I published a new RSKIP173 “Chunk-Based Code Merkleization using the Unitrie” based on Ethereum’s EIP-2926. The objetive is to allow stateless clients, and eventually also sharding over RSK. This is a very promising research direction now that our research on syncchains is public.
RSKIP173 makes heavy use of the properties of the Unitrie to streamline the implementation. The main benefit is that the design is clean and simple. The downside may be a lower execution efficiency as loading all contract code at once (even if 24 Kbytes in length) may take the same time as loading a few bytes, because load time is dominated by SSD access time. Therefore having the code split in chunks on SSD will not help.
It will be great to run some performance tests to get a better insight on this.
I’ll be working on stateless client proposal for RSK in the next months, which I hope becomes the basis of a sharding system. It would be great to have more people working with me on this.
Why to save the merklelization in persistent storage? It could be calculated on the fly. The light client it’s not the most popular use case now. Having code merklelization on the fly and cached, it’s the “baby step” way to REALLY collect data about its need and added value. BTW, the same functionality could be added with the Ethereum tries
The reason to store in the persistent storage is stated in the motivation of the RSKIP.
I copy it here: By using the Unitrie to store the chunks, we simplify considerably the stateless client wire protocol and stateless execution logic.
Secondly, I suppose that "Having code merklelization on the fly and cached, " you mean that the code merkle-root should not even be part of the world state. But that prevents stateless nodes from synchronizing without receiving the full contract code database from peers.
The original EIP-2926 computes the root and stores only the root in the world state to let stateless clients synchronize.
Finally, you say “the functionality could be added with Ethereum Tries”. I’m not sure what you mean by that. RSK does not have Ethereum tries anymore. It has unitries. Did you mean unitries?
Also you say “The light client it’s not the most popular use case now.”, but this category is for the discussion of stateless clients, and so it can’t be a popular use case because the RSK node doesn’t implement stateless clients. Also, It cannot be a popular use case in Ethereum because Ethereum doesn’t have stateless clients also.
If you you mean that there won’t be any use case in the future for stateless clients, then if that was true then the whole Ethereum 2.0 community is wrong.

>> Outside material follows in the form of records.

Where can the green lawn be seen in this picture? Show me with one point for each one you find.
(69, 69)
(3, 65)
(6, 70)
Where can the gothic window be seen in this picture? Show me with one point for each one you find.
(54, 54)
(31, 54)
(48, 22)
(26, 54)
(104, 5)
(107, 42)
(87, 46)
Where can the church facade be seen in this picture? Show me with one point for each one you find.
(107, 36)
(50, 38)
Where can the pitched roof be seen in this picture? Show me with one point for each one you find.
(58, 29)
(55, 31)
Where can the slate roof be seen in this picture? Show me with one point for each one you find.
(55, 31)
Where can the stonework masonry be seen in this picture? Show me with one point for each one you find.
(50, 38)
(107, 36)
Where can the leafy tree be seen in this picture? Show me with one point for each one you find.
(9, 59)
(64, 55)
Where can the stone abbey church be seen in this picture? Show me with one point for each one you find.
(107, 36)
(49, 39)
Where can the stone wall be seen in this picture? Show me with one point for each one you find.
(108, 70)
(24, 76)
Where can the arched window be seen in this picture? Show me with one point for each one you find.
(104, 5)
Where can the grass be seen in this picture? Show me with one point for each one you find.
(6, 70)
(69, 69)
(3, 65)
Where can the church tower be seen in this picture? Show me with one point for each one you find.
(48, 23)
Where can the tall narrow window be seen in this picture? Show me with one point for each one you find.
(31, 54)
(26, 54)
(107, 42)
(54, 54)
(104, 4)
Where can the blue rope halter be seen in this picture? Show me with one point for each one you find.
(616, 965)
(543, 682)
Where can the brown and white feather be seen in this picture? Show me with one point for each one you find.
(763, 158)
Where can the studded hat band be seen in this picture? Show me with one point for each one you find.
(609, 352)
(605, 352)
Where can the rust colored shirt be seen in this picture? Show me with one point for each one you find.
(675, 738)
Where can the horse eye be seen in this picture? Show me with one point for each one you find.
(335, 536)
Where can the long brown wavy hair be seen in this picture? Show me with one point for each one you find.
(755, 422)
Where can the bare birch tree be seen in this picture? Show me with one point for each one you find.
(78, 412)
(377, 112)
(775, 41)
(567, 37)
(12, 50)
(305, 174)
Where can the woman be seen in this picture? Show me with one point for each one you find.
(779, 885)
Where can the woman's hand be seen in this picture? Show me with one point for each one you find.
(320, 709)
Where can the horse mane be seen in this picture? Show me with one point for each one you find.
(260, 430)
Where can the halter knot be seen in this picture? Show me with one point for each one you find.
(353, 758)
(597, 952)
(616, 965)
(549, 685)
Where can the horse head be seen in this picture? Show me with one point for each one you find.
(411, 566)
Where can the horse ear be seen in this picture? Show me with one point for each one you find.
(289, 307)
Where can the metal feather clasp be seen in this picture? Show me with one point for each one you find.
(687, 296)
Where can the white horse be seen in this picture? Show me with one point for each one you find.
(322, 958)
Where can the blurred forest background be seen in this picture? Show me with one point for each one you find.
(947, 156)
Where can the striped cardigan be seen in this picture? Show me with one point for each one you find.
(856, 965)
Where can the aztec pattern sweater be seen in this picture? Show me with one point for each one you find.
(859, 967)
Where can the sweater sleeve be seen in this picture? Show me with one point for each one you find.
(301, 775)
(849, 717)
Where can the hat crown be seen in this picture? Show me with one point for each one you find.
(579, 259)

I think sharding has many use cases, but it won’t solve the problem of high fees in the financial heavy shards.
I also mean that the merkle tree could be build without using any trie structure. Merkle trees are simpler than tries, and the proof is simpler
“On the fly” means that it could not be stored. Only an additional hash to account state. The original code hash is still there. And the additional hash is only computed at some points of execution and for some contracts (the first time a contract with length > X is executed)
I mean: any consensus chain should be evaluated. One of the criteria would be the added value to the blockchain involved. In this case, only having REAL data of light clients use (wo code merklelization) and consumption, we could evaluate the REAL gain of such implementation (code merklelization). Any Ethereum analysis is, in someway, no so relevant: they have different use cases, different patterns of use, different contracts.
In short: I mean any consensus change should be evaluated with REAL data.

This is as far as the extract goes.